Para Clara Iglesias, doutora em Direito Público, é preciso fugir de discussões dicotômicas como "pode ou não pode compartilhar dados?" e "essa tecnologia é boa ou ruim?". Segunda ela, esse debate não ajuda em nada. "Nenhuma tecnologia é totalmente boa ou totalmente ruim, mas elas também não são neutras", disse. "A história mostra que a forma como as tecnologias são construídas apresentam vieses. É papel do gestor público garantir que esse viés vai responder ao quadro constitucional e legal".
A pesquisadora entende que no momento há um risco de comprometimento de todo um trabalho de criação de uma cultura de proteção de dados. "Faço a recomendação por uma aplicação mais conservadora, comedida, dos instrumentos regulatórios, favorecendo aqueles que garantam maior certeza e segurança jurídica das normas adotadas".
Na avaliação de Renato Porto, ex-diretor da Anvisa, a pandemia trouxe um ponto fundamental de discussão no Brasil: a velocidade. "É impossível tomar uma decisão de natureza de proteção de dados, ou de avanço da ciência, sem ter uma finalidade", destacou. "Não dá para duvidar que a indústria farmacêutica, por exemplo, não sabe proteger dados, quando todos os medicamentos são desenvolvidos a partir de uma pesquisa clínica, com dados randomizados, em que você não sabe quem é o paciente-controle, quem é o paciente que tomou a droga".

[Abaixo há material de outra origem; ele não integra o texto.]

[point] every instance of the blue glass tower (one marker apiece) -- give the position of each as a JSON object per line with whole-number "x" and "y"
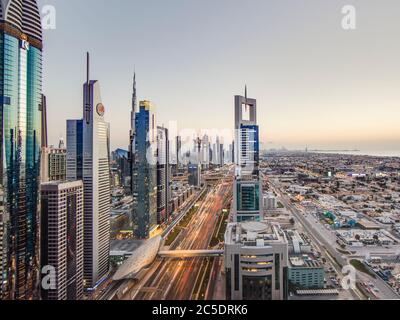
{"x": 247, "y": 185}
{"x": 144, "y": 184}
{"x": 20, "y": 121}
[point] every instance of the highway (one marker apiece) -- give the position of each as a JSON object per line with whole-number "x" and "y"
{"x": 186, "y": 279}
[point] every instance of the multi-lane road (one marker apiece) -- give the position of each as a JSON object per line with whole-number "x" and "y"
{"x": 327, "y": 242}
{"x": 189, "y": 278}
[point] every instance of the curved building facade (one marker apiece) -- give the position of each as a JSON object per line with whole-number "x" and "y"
{"x": 20, "y": 136}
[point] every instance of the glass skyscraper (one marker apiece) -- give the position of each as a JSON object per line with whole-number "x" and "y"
{"x": 247, "y": 185}
{"x": 88, "y": 150}
{"x": 144, "y": 184}
{"x": 20, "y": 120}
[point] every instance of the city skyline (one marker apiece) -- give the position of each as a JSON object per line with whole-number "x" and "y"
{"x": 311, "y": 93}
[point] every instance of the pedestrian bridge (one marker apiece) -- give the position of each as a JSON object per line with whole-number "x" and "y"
{"x": 190, "y": 253}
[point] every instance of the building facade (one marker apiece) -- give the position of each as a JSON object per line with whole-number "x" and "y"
{"x": 247, "y": 185}
{"x": 57, "y": 164}
{"x": 163, "y": 176}
{"x": 62, "y": 238}
{"x": 88, "y": 160}
{"x": 256, "y": 261}
{"x": 144, "y": 178}
{"x": 20, "y": 147}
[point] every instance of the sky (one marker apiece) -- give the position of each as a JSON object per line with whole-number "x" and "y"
{"x": 316, "y": 84}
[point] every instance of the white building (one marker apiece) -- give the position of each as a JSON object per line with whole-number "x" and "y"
{"x": 247, "y": 190}
{"x": 256, "y": 260}
{"x": 88, "y": 160}
{"x": 62, "y": 238}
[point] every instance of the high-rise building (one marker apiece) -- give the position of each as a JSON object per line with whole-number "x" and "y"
{"x": 62, "y": 238}
{"x": 57, "y": 163}
{"x": 144, "y": 178}
{"x": 163, "y": 175}
{"x": 247, "y": 185}
{"x": 88, "y": 160}
{"x": 178, "y": 151}
{"x": 20, "y": 147}
{"x": 221, "y": 155}
{"x": 132, "y": 134}
{"x": 256, "y": 261}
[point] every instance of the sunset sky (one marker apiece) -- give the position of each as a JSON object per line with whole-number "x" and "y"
{"x": 316, "y": 84}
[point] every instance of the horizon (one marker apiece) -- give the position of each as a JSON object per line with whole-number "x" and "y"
{"x": 309, "y": 92}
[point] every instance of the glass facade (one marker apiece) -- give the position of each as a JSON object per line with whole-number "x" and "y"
{"x": 248, "y": 198}
{"x": 20, "y": 91}
{"x": 144, "y": 174}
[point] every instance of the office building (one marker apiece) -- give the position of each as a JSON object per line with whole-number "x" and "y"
{"x": 144, "y": 209}
{"x": 62, "y": 238}
{"x": 256, "y": 261}
{"x": 247, "y": 185}
{"x": 305, "y": 272}
{"x": 205, "y": 151}
{"x": 270, "y": 202}
{"x": 193, "y": 175}
{"x": 121, "y": 168}
{"x": 57, "y": 163}
{"x": 88, "y": 160}
{"x": 132, "y": 135}
{"x": 163, "y": 175}
{"x": 20, "y": 147}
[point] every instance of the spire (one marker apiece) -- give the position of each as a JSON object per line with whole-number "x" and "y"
{"x": 134, "y": 97}
{"x": 43, "y": 108}
{"x": 134, "y": 105}
{"x": 245, "y": 97}
{"x": 87, "y": 102}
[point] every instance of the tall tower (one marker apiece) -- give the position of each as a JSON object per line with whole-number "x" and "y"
{"x": 20, "y": 147}
{"x": 132, "y": 132}
{"x": 247, "y": 186}
{"x": 163, "y": 175}
{"x": 62, "y": 238}
{"x": 144, "y": 191}
{"x": 88, "y": 160}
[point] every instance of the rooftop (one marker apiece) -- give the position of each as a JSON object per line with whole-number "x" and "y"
{"x": 254, "y": 233}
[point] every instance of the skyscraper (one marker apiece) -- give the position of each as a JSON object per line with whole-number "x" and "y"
{"x": 57, "y": 163}
{"x": 144, "y": 178}
{"x": 20, "y": 134}
{"x": 205, "y": 151}
{"x": 88, "y": 160}
{"x": 247, "y": 185}
{"x": 163, "y": 175}
{"x": 132, "y": 133}
{"x": 62, "y": 238}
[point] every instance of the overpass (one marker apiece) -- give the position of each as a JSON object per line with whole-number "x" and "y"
{"x": 190, "y": 253}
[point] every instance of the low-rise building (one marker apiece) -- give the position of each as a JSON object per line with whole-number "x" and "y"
{"x": 256, "y": 261}
{"x": 306, "y": 272}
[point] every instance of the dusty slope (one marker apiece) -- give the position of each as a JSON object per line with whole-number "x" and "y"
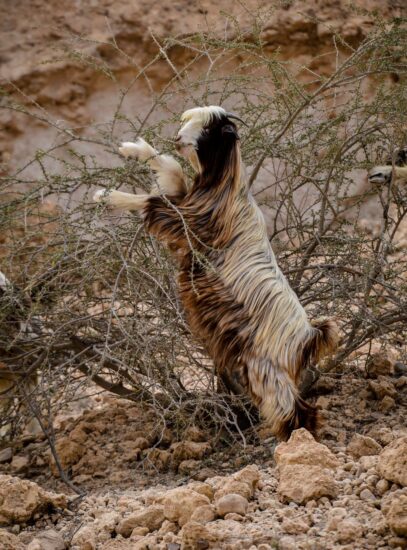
{"x": 40, "y": 42}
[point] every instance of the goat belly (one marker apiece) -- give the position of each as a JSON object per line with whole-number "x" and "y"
{"x": 217, "y": 320}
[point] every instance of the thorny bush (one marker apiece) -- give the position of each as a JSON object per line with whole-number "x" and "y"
{"x": 92, "y": 297}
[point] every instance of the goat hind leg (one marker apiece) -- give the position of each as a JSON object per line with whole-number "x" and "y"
{"x": 170, "y": 176}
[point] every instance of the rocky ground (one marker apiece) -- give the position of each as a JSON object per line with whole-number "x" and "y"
{"x": 152, "y": 488}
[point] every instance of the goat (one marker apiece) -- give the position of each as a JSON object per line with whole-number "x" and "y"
{"x": 384, "y": 174}
{"x": 236, "y": 299}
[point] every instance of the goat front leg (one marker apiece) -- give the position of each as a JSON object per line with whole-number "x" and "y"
{"x": 170, "y": 176}
{"x": 118, "y": 199}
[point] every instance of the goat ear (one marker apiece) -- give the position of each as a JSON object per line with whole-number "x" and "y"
{"x": 229, "y": 130}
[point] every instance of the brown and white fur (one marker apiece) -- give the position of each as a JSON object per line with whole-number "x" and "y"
{"x": 236, "y": 299}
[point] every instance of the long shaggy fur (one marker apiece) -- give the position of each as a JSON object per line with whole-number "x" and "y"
{"x": 237, "y": 300}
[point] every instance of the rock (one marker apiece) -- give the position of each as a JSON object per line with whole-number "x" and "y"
{"x": 397, "y": 515}
{"x": 201, "y": 488}
{"x": 234, "y": 517}
{"x": 349, "y": 530}
{"x": 382, "y": 388}
{"x": 323, "y": 402}
{"x": 231, "y": 504}
{"x": 401, "y": 382}
{"x": 382, "y": 486}
{"x": 387, "y": 403}
{"x": 305, "y": 469}
{"x": 179, "y": 504}
{"x": 8, "y": 541}
{"x": 193, "y": 433}
{"x": 392, "y": 464}
{"x": 242, "y": 483}
{"x": 335, "y": 517}
{"x": 187, "y": 467}
{"x": 204, "y": 474}
{"x": 69, "y": 453}
{"x": 233, "y": 486}
{"x": 139, "y": 532}
{"x": 151, "y": 518}
{"x": 381, "y": 434}
{"x": 249, "y": 475}
{"x": 302, "y": 448}
{"x": 204, "y": 514}
{"x": 368, "y": 462}
{"x": 20, "y": 500}
{"x": 47, "y": 540}
{"x": 301, "y": 483}
{"x": 397, "y": 542}
{"x": 19, "y": 463}
{"x": 158, "y": 459}
{"x": 362, "y": 445}
{"x": 85, "y": 538}
{"x": 186, "y": 450}
{"x": 141, "y": 443}
{"x": 6, "y": 455}
{"x": 325, "y": 384}
{"x": 294, "y": 526}
{"x": 380, "y": 363}
{"x": 366, "y": 494}
{"x": 400, "y": 369}
{"x": 215, "y": 535}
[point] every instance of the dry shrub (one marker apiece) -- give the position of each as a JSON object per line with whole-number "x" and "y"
{"x": 100, "y": 294}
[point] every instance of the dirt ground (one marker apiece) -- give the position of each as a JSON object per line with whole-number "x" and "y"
{"x": 128, "y": 464}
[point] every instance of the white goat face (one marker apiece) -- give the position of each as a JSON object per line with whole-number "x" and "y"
{"x": 380, "y": 174}
{"x": 194, "y": 122}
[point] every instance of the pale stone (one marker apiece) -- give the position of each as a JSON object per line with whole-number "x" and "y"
{"x": 204, "y": 514}
{"x": 179, "y": 504}
{"x": 20, "y": 500}
{"x": 302, "y": 448}
{"x": 301, "y": 483}
{"x": 151, "y": 518}
{"x": 362, "y": 445}
{"x": 231, "y": 504}
{"x": 47, "y": 540}
{"x": 397, "y": 515}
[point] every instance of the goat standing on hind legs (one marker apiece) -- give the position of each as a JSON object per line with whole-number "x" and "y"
{"x": 236, "y": 299}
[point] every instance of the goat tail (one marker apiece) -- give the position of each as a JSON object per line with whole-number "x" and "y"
{"x": 324, "y": 340}
{"x": 276, "y": 394}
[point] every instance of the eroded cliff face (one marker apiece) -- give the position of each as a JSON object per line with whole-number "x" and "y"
{"x": 67, "y": 62}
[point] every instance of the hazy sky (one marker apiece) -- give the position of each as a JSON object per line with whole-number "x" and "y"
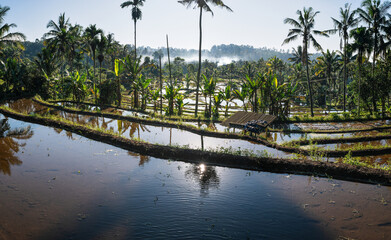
{"x": 254, "y": 22}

O debate fez parte da série de webinars diários que o JOTA está realizando, durante a pandemia da Covid-19, para discutir os efeitos na política, na economia e nas instituições. Todos os dias, tomadores de decisão e especialistas são convidados a refletir sobre algum aspecto da crise.
Entre os convidados, já participaram do webinar estão o ex-ministro da Justiça e Segurança Pública, Sergio Moro, o presidente do STF, Dias Toffoli, o ministro Gilmar Mendes, o ministro Luís Roberto Barroso, o prefeito de São Paulo, Bruno Covas (PSDB), a presidente da CCJ do Senado, Simone Tebet (MDB-MS), o presidente da Comissão de Agricultura da Câmara, Fausto Pinato (PP-SP), o economista e presidente do Insper, Marcos Lisboa; além de representantes de instituições como a Frente Nacional de Prefeitos, a Confederação Nacional das Indústrias e a Associação Nacional dos Magistrados do Trabalho.